Another night, another ghost... but this one always gets my imagination going. I found a picture of my father as a child, courtesy of one of his old classmates having the great idea of posting a classroom picture and actually tagging him in it.

I have to say it is rather odd to stare at the picture of your 'father' as a child considering it is the first and only time you've ever 'seen' him. It's like staring at a strange limbo in time that prompts you to think: "Wow, and so a mere 11 years after that photo was taken I was born. I bet you didn't see that one coming, huh."

No, he hadn't seen it coming. In the end, the story was a very basic and uninspired one. He'd always known about me, but he'd felt 'too' young and I was an accident. I wasn't supposed to happen, I wasn't 'planned' and I guess when you come from a very traditional Italian family where the Mama rules the house with a heavy rolling accent, the fact that I happened out of wedlock made it an even bigger taboo. But then there was also this one message I ever received from him over two years ago already, and in that message, though he spent most of his time trying to justify himself, there was one mention I did take into consideration. It had to do with my mother, and how he said he knew she didn't love him.

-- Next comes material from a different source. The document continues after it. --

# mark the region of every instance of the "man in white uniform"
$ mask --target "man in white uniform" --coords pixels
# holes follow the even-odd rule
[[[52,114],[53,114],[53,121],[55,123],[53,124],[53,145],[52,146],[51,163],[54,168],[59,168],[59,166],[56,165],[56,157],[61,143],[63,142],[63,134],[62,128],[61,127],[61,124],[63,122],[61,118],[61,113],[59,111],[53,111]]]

What I always found fascinating is how they'd met in the first place. My mother, always terse with words, never really liked to tell me much, always sighing that 'it was such a long time ago, honey, I just don't remember much'. One day she made the effort and told me what I can only assume is the truth.

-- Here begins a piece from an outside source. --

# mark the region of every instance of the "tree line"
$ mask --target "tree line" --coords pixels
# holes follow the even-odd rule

It was back in the days when she barely spoke the language of the country she'd recently moved to. She was in her early 20s, waiting for a bus that just wouldn't come. As she waited by the stop, a flashy car stopped by her side and he asked if he could give her a lift. She refused, scared senseless that he might be some pervert even though he looked just as young as she was. He insisted. She told him to get lost, that she was fine waiting for that bus. He didn't leave and drew out his identity papers to assure her he didn't mean any harm. She hesitated for another while and then, as the bus just would not come, she decided to get in the car. And that marked the start of a short-lived relationship that would eventually spawn my own existence.

And that's how babies are made. It can be as random and meaningless as my own coming into existence. But sometimes I'm struck by the thought that if it weren't for that one particular bus being late, I would never have come to exist at all. Two strangers meeting at random, linked only by a particular turn of events. Remove that turn of events, and the strangers would never have been linked at any point. And I would not be here writing these very words.